A Vegetarian Diet Must Also Accompany an Active Lifestyle
If you want to know how to shed some weight or unhealthy fat in few weeks, then the first step in your journey isn’t necessarily a change in your diet. It could be a change in your lifestyle that needs to take place! As Dr. Sears advises, eating a lot of vegetables and avoiding animal products isn’t going to do you a lot of good if you’re sitting on the couch all day while smoking a pack of cigarettes!
The more sedentary the lifestyle, the fewer calories the body will need to keep the metabolism going every day. In order to take off some weight in 2 – 4 weeks or more, you’ve got to create some form of caloric deficit that will
cause your body to utilize its saved resources instead of just processing the foods you’re giving it.
Without an increase in exercise over this 2-4 weeks period, a vegetarian diet will only give you part of what your body needs to lose weight.
The bottom line is this: instead of putting your feet up on the coach when you eat more vegetables, choose to put your feet down on the ground for a 20 to 30 minute walk every day.
Are Their Nutritional Deficiencies In a Vegetarian Diet?
If having a nutritionally balanced diet is important, then is it possible to follow a vegetarian diet perfectly and end up having a nutritional deficiency? The answer is yes, it is possible. The most likely
deficiencies that vegetarians encounter are a lack of Vitamin B-12 and a lack of zinc as these aren’t necessarily a part of a strict vegetarian diet. Supplements can help to alleviate these deficiencies if it becomes a problem.

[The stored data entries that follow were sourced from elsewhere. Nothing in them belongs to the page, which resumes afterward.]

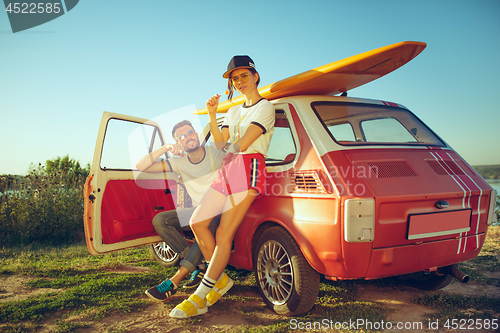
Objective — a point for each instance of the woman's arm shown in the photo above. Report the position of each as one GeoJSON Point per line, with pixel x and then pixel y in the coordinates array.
{"type": "Point", "coordinates": [251, 134]}
{"type": "Point", "coordinates": [219, 136]}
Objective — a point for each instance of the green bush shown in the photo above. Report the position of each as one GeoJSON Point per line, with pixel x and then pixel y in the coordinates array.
{"type": "Point", "coordinates": [44, 207]}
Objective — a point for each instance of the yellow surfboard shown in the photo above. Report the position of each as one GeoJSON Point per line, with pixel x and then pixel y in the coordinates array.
{"type": "Point", "coordinates": [337, 77]}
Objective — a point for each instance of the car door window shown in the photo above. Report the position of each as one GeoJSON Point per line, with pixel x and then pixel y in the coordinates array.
{"type": "Point", "coordinates": [125, 142]}
{"type": "Point", "coordinates": [282, 147]}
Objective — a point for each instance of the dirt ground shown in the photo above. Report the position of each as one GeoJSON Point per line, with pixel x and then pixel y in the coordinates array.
{"type": "Point", "coordinates": [231, 315]}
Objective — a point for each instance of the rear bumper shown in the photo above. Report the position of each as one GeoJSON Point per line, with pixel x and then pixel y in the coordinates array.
{"type": "Point", "coordinates": [415, 258]}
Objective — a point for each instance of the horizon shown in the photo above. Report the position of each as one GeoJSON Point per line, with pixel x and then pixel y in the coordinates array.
{"type": "Point", "coordinates": [151, 60]}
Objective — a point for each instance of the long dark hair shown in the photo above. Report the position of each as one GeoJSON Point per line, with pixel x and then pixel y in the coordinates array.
{"type": "Point", "coordinates": [230, 86]}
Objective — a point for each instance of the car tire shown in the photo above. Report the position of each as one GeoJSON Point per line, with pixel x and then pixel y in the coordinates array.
{"type": "Point", "coordinates": [164, 255]}
{"type": "Point", "coordinates": [431, 281]}
{"type": "Point", "coordinates": [287, 283]}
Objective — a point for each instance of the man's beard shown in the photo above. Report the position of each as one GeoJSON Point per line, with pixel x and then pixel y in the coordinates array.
{"type": "Point", "coordinates": [190, 150]}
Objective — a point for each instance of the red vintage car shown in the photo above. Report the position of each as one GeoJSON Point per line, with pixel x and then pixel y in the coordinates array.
{"type": "Point", "coordinates": [357, 189]}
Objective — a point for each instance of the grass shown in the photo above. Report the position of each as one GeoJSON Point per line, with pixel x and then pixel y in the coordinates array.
{"type": "Point", "coordinates": [88, 288]}
{"type": "Point", "coordinates": [87, 285]}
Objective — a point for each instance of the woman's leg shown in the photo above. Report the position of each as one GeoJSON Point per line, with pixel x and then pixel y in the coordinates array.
{"type": "Point", "coordinates": [230, 221]}
{"type": "Point", "coordinates": [210, 206]}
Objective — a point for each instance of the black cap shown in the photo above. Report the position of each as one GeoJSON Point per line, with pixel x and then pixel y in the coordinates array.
{"type": "Point", "coordinates": [238, 62]}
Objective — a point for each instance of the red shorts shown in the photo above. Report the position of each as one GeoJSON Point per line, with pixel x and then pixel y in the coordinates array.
{"type": "Point", "coordinates": [241, 172]}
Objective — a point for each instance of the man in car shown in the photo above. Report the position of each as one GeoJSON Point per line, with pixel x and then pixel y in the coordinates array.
{"type": "Point", "coordinates": [197, 165]}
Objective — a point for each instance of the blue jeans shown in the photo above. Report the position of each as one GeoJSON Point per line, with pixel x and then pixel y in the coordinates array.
{"type": "Point", "coordinates": [168, 225]}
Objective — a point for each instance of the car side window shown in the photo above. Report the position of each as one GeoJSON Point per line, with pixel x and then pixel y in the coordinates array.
{"type": "Point", "coordinates": [282, 147]}
{"type": "Point", "coordinates": [126, 142]}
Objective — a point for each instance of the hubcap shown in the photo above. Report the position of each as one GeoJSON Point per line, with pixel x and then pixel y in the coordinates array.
{"type": "Point", "coordinates": [164, 252]}
{"type": "Point", "coordinates": [274, 272]}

In determining if a vegetarian diet is good or bad for you, there is one important question to ask: are you going to be able to follow through on this new lifestyle? If you can and you are able to manage any specific challenges that are unique to you, then this is a very viable lifestyle option that could provide you with many benefits! If not, there are other dieting options available to you to consider so that you can develop the healthy eating plan that you need to take off the fat deposits in your own pace and the vegetarian-diet might be an interesting option.